Nutritionist Keri Glassman, who regularly shares her expertise on Access Hollywood and Access Hollywood Live, is answering your nutrition, diet, and health questions.
Want to know which foods to curb sugar cravings? Or, what should you eat before a workout? Ask Keri anything, HERE!
This week’s question…
“I have already had a cold this month, and winter hasn’t even gotten that harsh yet. Is there anything I can do to my diet to help me have a stronger immune system?” — Brendan T., Boston, Mass.
As the winter season creeps in on us, so too, unfortunately, does the cold season — as in common cold. We’ve all been there: waiting in line at the grocery store and the woman in front of you starts coughing, or sitting on a subway and the man next to you sneezes your way. It’s as if you can actually feel the germs invading your body, and you are counting down the minutes until you are home sick in bed. What’s a person to do to avoid the seemingly inevitable, you ask? The answer is…EAT!
Yep, there are certain foods you can enjoy to fight the evil microbes surrounding you. You may just avoid a case of the sniffles this winter by incorporating these defenders into your diet:
Some yogurt contains probiotics (AKA good bacteria) that help support your immune system. Studies have shown eating yogurt rich in probiotics can lead to an improved immune system by increasing white blood cell counts. The key is to make sure the yogurt you are eating has the strain of bacteria that supports your immune system.

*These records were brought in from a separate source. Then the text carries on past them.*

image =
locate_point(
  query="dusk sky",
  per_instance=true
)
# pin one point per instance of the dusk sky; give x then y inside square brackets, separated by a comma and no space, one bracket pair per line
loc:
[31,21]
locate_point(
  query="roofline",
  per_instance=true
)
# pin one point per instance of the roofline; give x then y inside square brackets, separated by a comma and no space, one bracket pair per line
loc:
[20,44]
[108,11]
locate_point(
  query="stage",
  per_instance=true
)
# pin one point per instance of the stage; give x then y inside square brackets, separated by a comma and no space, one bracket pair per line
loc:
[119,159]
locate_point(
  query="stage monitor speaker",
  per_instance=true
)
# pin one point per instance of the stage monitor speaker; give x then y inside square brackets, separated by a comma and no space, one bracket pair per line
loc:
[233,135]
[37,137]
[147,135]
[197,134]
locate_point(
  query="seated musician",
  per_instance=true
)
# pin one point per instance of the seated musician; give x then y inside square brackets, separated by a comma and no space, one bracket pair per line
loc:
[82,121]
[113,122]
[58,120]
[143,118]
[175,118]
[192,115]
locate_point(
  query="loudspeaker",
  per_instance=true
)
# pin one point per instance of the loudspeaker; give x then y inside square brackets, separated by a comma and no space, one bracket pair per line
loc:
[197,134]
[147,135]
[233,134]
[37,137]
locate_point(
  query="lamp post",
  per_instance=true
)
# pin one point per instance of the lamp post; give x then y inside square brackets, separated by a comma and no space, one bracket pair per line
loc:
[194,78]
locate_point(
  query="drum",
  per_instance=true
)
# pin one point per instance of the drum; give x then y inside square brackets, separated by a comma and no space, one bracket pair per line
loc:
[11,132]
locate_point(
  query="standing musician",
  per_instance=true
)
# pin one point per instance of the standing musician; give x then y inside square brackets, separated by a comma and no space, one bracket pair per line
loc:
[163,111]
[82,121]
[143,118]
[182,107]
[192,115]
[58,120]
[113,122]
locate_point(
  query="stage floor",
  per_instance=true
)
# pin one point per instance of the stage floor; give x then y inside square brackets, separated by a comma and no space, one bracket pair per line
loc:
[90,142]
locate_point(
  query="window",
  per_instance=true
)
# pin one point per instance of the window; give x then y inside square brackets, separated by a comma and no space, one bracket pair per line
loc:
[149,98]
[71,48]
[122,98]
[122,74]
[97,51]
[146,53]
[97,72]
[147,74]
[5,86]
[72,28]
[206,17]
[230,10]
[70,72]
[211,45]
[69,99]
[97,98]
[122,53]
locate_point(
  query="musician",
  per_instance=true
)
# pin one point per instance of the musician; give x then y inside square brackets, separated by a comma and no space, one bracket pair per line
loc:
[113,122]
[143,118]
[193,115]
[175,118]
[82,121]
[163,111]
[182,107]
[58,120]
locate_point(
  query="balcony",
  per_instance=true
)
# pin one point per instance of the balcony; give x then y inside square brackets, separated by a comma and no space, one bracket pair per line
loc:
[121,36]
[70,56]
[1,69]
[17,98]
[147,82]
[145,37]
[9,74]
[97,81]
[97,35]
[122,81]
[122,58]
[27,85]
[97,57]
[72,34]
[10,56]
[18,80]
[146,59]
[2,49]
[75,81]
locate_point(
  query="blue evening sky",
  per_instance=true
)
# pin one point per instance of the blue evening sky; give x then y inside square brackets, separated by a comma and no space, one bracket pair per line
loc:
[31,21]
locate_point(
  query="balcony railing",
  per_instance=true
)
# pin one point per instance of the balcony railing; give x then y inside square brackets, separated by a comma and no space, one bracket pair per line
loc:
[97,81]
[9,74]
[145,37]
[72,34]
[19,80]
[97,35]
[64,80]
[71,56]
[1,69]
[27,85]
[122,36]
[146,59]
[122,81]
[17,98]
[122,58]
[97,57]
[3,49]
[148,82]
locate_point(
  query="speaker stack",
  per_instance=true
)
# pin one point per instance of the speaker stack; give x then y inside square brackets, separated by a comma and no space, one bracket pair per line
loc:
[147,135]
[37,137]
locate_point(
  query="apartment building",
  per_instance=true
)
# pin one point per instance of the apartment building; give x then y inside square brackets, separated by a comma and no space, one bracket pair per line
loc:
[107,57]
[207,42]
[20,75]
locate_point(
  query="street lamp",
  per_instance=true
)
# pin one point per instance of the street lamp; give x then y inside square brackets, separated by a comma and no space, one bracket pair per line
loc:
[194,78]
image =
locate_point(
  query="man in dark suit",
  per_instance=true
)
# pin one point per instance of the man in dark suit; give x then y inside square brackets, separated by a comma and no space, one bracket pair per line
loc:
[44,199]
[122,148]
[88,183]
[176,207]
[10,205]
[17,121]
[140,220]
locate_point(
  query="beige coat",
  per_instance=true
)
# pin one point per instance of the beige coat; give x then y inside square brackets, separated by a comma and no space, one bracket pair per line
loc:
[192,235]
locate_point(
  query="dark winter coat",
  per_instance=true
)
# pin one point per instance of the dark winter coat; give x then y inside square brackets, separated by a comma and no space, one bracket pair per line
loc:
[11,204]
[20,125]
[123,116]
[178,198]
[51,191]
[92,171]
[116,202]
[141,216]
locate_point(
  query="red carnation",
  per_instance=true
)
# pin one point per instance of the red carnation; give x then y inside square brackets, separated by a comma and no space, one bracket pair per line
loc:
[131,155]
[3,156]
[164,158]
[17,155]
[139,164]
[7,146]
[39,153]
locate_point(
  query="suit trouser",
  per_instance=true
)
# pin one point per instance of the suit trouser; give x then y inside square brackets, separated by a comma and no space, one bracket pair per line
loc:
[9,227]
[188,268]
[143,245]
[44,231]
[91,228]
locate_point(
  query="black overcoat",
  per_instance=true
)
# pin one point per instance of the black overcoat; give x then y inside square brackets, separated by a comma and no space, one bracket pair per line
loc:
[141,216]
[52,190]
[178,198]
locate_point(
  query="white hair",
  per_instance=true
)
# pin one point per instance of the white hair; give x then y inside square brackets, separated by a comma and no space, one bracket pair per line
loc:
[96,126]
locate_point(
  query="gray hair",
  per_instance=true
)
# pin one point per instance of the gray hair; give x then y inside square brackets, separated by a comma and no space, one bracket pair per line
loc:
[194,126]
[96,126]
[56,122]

This benefit should be listed on the package.
- Unexpected foods make any meal or snack a tad more indulgent. Use yogurt in surprising places instead of simply a snack or part of breakfast. Our faves: a dollop on black bean soup, mixed with peanut butter for a sweet dip, mixed with herbs and spices to coat chicken.
Sneak in extra defense against the sniffles by adding mushrooms to your diet. These funky looking guys contain vitamin B2 (riboflavin); just one cup of mushrooms contains 24% of your daily needs. B2 is an antioxidant that fights free radicals and is key to fighting conditions such as heart disease and cancer. Mushrooms also contain both selenium and ergothionine, which can lower the risk for joint inflammation as well as other chronic diseases by protecting body cells from damage.
- Grill a Portobello mushroom as your “steak” and round out the meal with a small baked sweet potato and sautéed spinach. Or “beef” up an omelet, a salad, quinoa or soup by adding any and all types of ‘shrooms.
Gram for gram, red bell peppers have twice the vitamin C of most vitamin C-containing fruits and vegetables, even oranges. Research shows that increasing vitamin C can reduce the length of a cold as well as the severity of symptoms. Vitamin C is also known to help maintain the integrity of your skin, which is the body’s first line of defense against microbes and viruses.
- Slice ‘em, dice ‘em, just make sure to eat ‘em!